Locals voiced concerns that the complex, with its scale and security perimeter, would disrupt community life and restrict access to heritage areas. They questioned emergency access, protest management, and the impact of a fortress-like structure in such a prominent location. Tower Hamlets Council rejected the application in 2022, but the matter was later referred to the central government.


The UK government has postponed its final decision until October. Ministers face a delicate balance: approving the project could be interpreted as capitulation to China, while blocking it may provoke diplomatic retaliation, including restrictions on Britain’s own plans for a new embassy in Beijing. The delay reveals the depth of the dilemma.
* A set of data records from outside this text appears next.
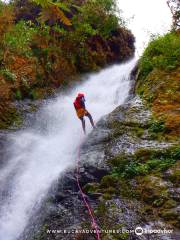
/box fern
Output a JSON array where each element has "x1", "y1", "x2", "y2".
[{"x1": 32, "y1": 0, "x2": 72, "y2": 26}]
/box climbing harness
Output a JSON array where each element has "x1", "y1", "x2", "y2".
[{"x1": 76, "y1": 138, "x2": 100, "y2": 240}]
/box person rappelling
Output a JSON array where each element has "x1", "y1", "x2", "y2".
[{"x1": 74, "y1": 93, "x2": 95, "y2": 134}]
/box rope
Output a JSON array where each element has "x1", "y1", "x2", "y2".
[{"x1": 76, "y1": 138, "x2": 100, "y2": 240}]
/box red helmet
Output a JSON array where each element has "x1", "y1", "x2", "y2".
[{"x1": 78, "y1": 93, "x2": 84, "y2": 98}]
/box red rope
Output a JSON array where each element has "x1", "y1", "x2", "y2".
[{"x1": 76, "y1": 138, "x2": 100, "y2": 240}]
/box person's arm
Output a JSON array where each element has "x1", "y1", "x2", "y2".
[{"x1": 81, "y1": 97, "x2": 86, "y2": 109}]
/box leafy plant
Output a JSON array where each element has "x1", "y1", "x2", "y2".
[
  {"x1": 111, "y1": 147, "x2": 180, "y2": 178},
  {"x1": 0, "y1": 68, "x2": 16, "y2": 82},
  {"x1": 4, "y1": 21, "x2": 37, "y2": 56},
  {"x1": 33, "y1": 0, "x2": 71, "y2": 26},
  {"x1": 140, "y1": 32, "x2": 180, "y2": 79}
]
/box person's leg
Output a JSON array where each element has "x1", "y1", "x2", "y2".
[
  {"x1": 80, "y1": 117, "x2": 86, "y2": 134},
  {"x1": 86, "y1": 112, "x2": 95, "y2": 128}
]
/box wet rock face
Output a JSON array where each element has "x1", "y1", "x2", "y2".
[{"x1": 30, "y1": 97, "x2": 179, "y2": 240}]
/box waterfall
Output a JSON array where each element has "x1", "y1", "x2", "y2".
[{"x1": 0, "y1": 59, "x2": 136, "y2": 240}]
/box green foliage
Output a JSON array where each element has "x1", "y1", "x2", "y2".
[
  {"x1": 73, "y1": 0, "x2": 119, "y2": 37},
  {"x1": 111, "y1": 147, "x2": 180, "y2": 178},
  {"x1": 140, "y1": 32, "x2": 180, "y2": 79},
  {"x1": 4, "y1": 21, "x2": 37, "y2": 56},
  {"x1": 148, "y1": 120, "x2": 166, "y2": 133},
  {"x1": 0, "y1": 68, "x2": 16, "y2": 83},
  {"x1": 15, "y1": 89, "x2": 23, "y2": 100}
]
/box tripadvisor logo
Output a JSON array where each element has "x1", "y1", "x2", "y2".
[{"x1": 135, "y1": 227, "x2": 144, "y2": 236}]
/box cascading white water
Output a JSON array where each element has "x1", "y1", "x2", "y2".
[{"x1": 0, "y1": 59, "x2": 136, "y2": 240}]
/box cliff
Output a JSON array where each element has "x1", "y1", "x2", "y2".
[{"x1": 0, "y1": 0, "x2": 135, "y2": 129}]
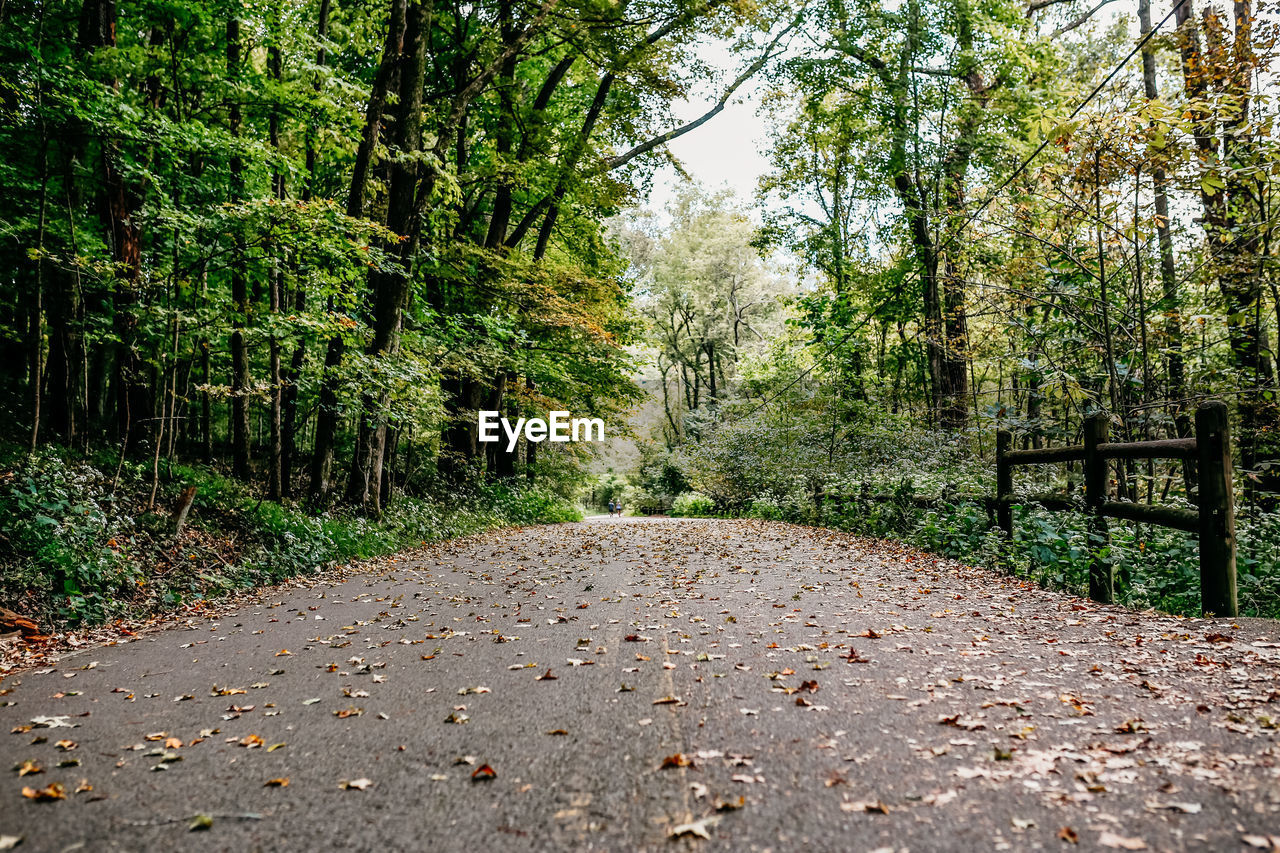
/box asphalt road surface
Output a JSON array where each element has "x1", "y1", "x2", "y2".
[{"x1": 0, "y1": 519, "x2": 1280, "y2": 852}]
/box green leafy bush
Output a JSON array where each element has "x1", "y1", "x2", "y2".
[
  {"x1": 0, "y1": 451, "x2": 141, "y2": 622},
  {"x1": 671, "y1": 492, "x2": 716, "y2": 519},
  {"x1": 0, "y1": 446, "x2": 581, "y2": 624}
]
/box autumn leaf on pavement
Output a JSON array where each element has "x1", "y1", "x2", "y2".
[
  {"x1": 22, "y1": 783, "x2": 67, "y2": 803},
  {"x1": 1098, "y1": 831, "x2": 1147, "y2": 850},
  {"x1": 671, "y1": 815, "x2": 721, "y2": 841}
]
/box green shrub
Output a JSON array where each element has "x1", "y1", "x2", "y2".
[
  {"x1": 671, "y1": 492, "x2": 716, "y2": 519},
  {"x1": 0, "y1": 450, "x2": 141, "y2": 622},
  {"x1": 0, "y1": 446, "x2": 581, "y2": 625}
]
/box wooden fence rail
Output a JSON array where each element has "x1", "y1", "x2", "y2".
[{"x1": 996, "y1": 401, "x2": 1239, "y2": 616}]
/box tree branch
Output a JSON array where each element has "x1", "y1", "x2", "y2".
[{"x1": 604, "y1": 15, "x2": 800, "y2": 169}]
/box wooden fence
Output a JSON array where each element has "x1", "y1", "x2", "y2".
[{"x1": 996, "y1": 401, "x2": 1239, "y2": 616}]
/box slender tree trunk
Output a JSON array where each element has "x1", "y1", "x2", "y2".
[
  {"x1": 227, "y1": 17, "x2": 252, "y2": 480},
  {"x1": 1138, "y1": 0, "x2": 1192, "y2": 438},
  {"x1": 310, "y1": 0, "x2": 407, "y2": 503},
  {"x1": 266, "y1": 39, "x2": 287, "y2": 502},
  {"x1": 347, "y1": 3, "x2": 430, "y2": 514},
  {"x1": 280, "y1": 0, "x2": 330, "y2": 497}
]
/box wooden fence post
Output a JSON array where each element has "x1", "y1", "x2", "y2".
[
  {"x1": 1084, "y1": 412, "x2": 1115, "y2": 596},
  {"x1": 1196, "y1": 400, "x2": 1239, "y2": 617},
  {"x1": 996, "y1": 429, "x2": 1014, "y2": 542}
]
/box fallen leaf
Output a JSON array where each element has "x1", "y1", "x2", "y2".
[
  {"x1": 1098, "y1": 830, "x2": 1147, "y2": 850},
  {"x1": 671, "y1": 815, "x2": 721, "y2": 841},
  {"x1": 22, "y1": 783, "x2": 67, "y2": 803},
  {"x1": 716, "y1": 797, "x2": 746, "y2": 812}
]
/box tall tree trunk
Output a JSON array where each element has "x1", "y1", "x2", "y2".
[
  {"x1": 266, "y1": 38, "x2": 287, "y2": 501},
  {"x1": 227, "y1": 17, "x2": 252, "y2": 480},
  {"x1": 347, "y1": 3, "x2": 430, "y2": 514},
  {"x1": 310, "y1": 0, "x2": 407, "y2": 502},
  {"x1": 280, "y1": 0, "x2": 330, "y2": 497},
  {"x1": 1138, "y1": 0, "x2": 1192, "y2": 438}
]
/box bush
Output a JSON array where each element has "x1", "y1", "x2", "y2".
[
  {"x1": 0, "y1": 451, "x2": 141, "y2": 622},
  {"x1": 0, "y1": 446, "x2": 581, "y2": 625},
  {"x1": 671, "y1": 492, "x2": 716, "y2": 519}
]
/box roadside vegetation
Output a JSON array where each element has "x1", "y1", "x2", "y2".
[{"x1": 0, "y1": 446, "x2": 581, "y2": 629}]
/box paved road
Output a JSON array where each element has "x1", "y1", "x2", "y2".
[{"x1": 0, "y1": 519, "x2": 1280, "y2": 852}]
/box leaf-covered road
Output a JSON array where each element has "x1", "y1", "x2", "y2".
[{"x1": 0, "y1": 520, "x2": 1280, "y2": 852}]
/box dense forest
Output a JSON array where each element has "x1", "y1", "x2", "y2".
[{"x1": 0, "y1": 0, "x2": 1280, "y2": 620}]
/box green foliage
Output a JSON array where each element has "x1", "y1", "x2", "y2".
[
  {"x1": 0, "y1": 440, "x2": 581, "y2": 625},
  {"x1": 671, "y1": 492, "x2": 716, "y2": 519},
  {"x1": 0, "y1": 451, "x2": 142, "y2": 621}
]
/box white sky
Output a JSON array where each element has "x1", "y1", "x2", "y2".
[
  {"x1": 641, "y1": 0, "x2": 1152, "y2": 214},
  {"x1": 644, "y1": 44, "x2": 769, "y2": 213}
]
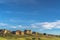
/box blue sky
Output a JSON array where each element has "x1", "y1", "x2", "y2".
[{"x1": 0, "y1": 0, "x2": 60, "y2": 35}]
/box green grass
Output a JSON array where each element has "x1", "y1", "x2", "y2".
[{"x1": 0, "y1": 35, "x2": 60, "y2": 40}]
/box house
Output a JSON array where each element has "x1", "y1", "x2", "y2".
[
  {"x1": 24, "y1": 30, "x2": 32, "y2": 34},
  {"x1": 16, "y1": 30, "x2": 24, "y2": 35}
]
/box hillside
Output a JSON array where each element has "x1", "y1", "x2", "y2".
[{"x1": 0, "y1": 29, "x2": 60, "y2": 40}]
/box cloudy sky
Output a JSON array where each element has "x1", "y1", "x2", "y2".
[{"x1": 0, "y1": 0, "x2": 60, "y2": 35}]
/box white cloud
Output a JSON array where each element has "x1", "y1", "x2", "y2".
[
  {"x1": 0, "y1": 23, "x2": 8, "y2": 26},
  {"x1": 0, "y1": 20, "x2": 60, "y2": 30}
]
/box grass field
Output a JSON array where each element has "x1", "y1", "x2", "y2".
[{"x1": 0, "y1": 36, "x2": 60, "y2": 40}]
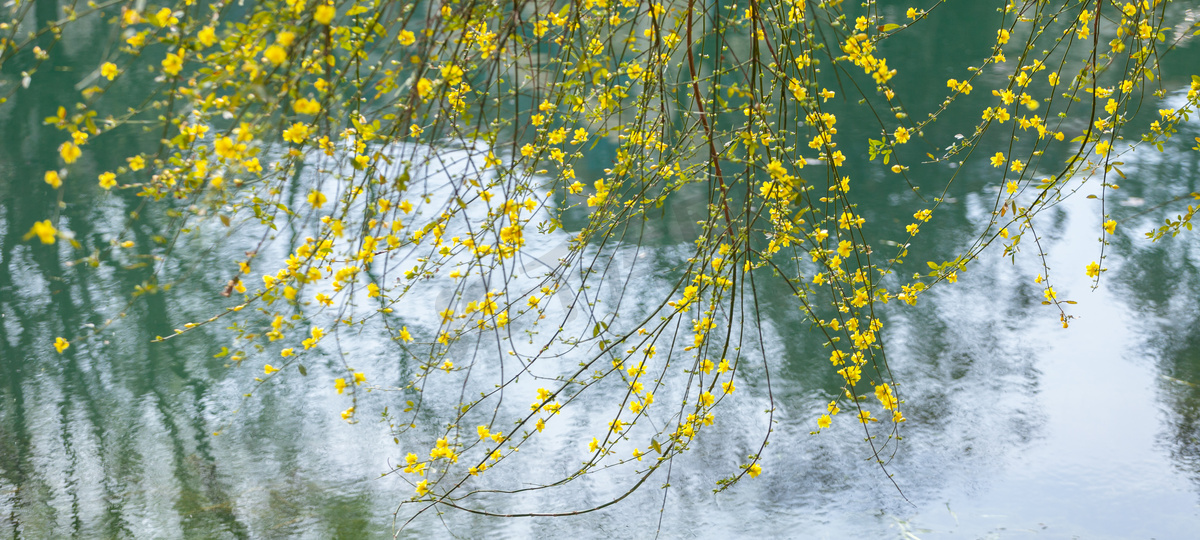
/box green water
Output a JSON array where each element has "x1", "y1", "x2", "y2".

China insists the plan is a practical necessity. With over 200,000 Chinese students and a sizeable diaspora in the UK, the embassy is overstretched. But it is also about cultural diplomacy: Beijing wants the site to serve as a hub for art, education, and soft power. For policymakers, the compound is both functional and symbolic.


At its core, the project reflects what scholars call China’s “fortress diplomacy”–designed not only to manage consular workload but to project power, resilience, and permanence in Europe.


Critics see ulterior motives. Intelligence analysts note that the site’s position, overlooking the financial district, makes it well-suited for surveillance. Even limited operations could give Beijing a powerful view of financial and governmental activity.


The compound’s scale implies space for more than routine staff. Human rights groups fear it could be used to monitor dissidents and intimidate activists, from Hong Kong exiles to Uyghur campaigners. Others warn of influence efforts targeting politicians, universities, and media. The site may also draw protests during flare-ups over Hong Kong, Taiwan, or Xinjiang.


Diplomatically, Britain faces a dilemma. Rejecting the plan risks retaliation against its embassy in Beijing; approving it risks looking weak to allies and citizens. Politically, secrecy over planning papers has already eroded trust, with ministers accused of withholding information and jeopardising security.


Global Context

The proposed “super embassy” in London is part of a wider trend. China has recently built oversized, heavily fortified embassies from Islamabad to Addis Ababa. Often larger than those of other nations, they signal not just administrative needs but geopolitical intent. These sites act as nodes in a global influence network, blending diplomacy with strategic positioning. Similar concerns over surveillance and influence have surfaced in Canberra and Brussels.


The row over China’s “super embassy” in London is a test of how democracies handle Beijing’s ambitions. Britain’s decision will signal not only to China but also to its allies and citizens.


Geopolitics is not just about summits or military moves; it is written into the buildings states construct abroad. What looks like a planning issue is, in fact, about sovereignty, security, and power in the 21st century.